Makhmudov is a passionate landscape artist, too: his pieces are marked by soft lyricism and profound poeticism in the scenery he pictures. Particularly interesting are his mountain landscapes reflecting the cycles of nature and its changing appearance that breaths poetic charm and refined pictorial beauty, even despite the pile of huge yellowish-brown rocks that broke from the cliff on the background of mountain peaks drowning in a purple haze. One can see poplar trees flecked by autumnal gold, bowing their tops in the wind. These are the “Early Spring”, “In the Mountains of Khojikent”, “Autumn in Khojikent”, “Autumn”, “The Golden Fall”, “Poplar Trees”, “Sunset”… One can feel suspense in “Aktash”, with its gurgling stream breaking through the jumble of boulders and lush vegetation in the background. Through the seemingly insignificant details the artist can show the presence of life in this harsh mountain environment.
Mahmudov is also skilled in making portraits and subject paintings. His keen artistic perception of reality can be sensed not only in coloration, texture and brush-stroke movement, but also in his moral valuation and associative depth of his characters. Gentle ballerina in a pink tutu, getting ready to go on stage – this work shown at the 2008 exhibition earned Mahmudov the “Mentor and Student” diploma.
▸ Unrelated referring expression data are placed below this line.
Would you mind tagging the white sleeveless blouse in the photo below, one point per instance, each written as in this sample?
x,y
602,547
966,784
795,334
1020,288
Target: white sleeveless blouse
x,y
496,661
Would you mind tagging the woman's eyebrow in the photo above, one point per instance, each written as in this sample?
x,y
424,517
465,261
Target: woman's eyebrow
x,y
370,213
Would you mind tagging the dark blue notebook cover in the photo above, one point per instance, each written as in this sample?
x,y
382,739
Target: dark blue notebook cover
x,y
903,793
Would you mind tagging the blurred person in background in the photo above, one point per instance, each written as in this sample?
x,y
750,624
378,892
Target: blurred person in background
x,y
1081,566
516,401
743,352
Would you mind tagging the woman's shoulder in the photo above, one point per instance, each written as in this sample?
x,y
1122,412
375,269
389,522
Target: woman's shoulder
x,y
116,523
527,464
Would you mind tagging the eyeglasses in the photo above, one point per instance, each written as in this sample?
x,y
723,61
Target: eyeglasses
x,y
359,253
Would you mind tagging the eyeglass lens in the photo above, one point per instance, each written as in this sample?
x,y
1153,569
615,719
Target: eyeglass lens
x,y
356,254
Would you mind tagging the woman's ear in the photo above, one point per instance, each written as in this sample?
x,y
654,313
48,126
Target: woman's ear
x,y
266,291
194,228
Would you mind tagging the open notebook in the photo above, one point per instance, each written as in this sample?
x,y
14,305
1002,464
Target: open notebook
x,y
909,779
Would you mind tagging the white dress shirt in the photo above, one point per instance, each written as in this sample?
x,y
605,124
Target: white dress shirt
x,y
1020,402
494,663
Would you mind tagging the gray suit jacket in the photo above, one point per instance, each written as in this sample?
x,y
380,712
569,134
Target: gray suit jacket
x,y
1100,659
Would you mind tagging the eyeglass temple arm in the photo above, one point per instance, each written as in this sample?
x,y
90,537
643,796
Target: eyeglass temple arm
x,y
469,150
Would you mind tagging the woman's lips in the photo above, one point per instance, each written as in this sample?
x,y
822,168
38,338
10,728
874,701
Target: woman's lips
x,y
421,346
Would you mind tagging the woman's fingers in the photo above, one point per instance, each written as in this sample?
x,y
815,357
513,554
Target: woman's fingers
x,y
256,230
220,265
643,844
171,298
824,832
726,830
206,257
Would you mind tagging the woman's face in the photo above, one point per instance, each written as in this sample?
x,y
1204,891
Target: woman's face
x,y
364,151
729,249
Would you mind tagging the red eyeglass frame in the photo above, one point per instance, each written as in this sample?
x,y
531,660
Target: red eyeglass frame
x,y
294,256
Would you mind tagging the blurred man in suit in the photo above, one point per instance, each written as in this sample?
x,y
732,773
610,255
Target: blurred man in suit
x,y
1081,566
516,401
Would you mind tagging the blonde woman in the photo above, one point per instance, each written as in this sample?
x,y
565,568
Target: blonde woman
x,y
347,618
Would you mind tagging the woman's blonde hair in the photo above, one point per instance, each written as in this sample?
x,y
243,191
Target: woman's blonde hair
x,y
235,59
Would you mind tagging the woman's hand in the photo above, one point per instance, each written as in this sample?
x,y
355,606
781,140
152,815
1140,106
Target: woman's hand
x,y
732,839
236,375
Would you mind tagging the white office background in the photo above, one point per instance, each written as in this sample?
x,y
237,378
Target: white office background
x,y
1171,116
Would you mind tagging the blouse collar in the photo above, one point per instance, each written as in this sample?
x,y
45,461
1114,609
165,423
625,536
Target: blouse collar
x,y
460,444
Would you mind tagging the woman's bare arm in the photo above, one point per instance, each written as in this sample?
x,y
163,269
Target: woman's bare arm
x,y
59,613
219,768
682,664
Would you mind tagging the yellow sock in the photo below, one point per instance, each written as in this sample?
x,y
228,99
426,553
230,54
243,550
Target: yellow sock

Romantic painting “Song” glows in golden-yellow shades; it shows a young man in a white turban sitting in the garden on a rug, holding a dutar in one hand, while his other arm, bent at the elbow and raised, is holding a nightingale. The young man is wearing a gown and a charm around his neck. Next to him there are green beads in a cube-shape chalice. The artist used an unusual device by showing unnaturally elongated neck turned towards the bird that greets the dawn with its singing. Dark silhouettes of the watering horses are clearly painted on the background of the blue river and waves lapping on the shore.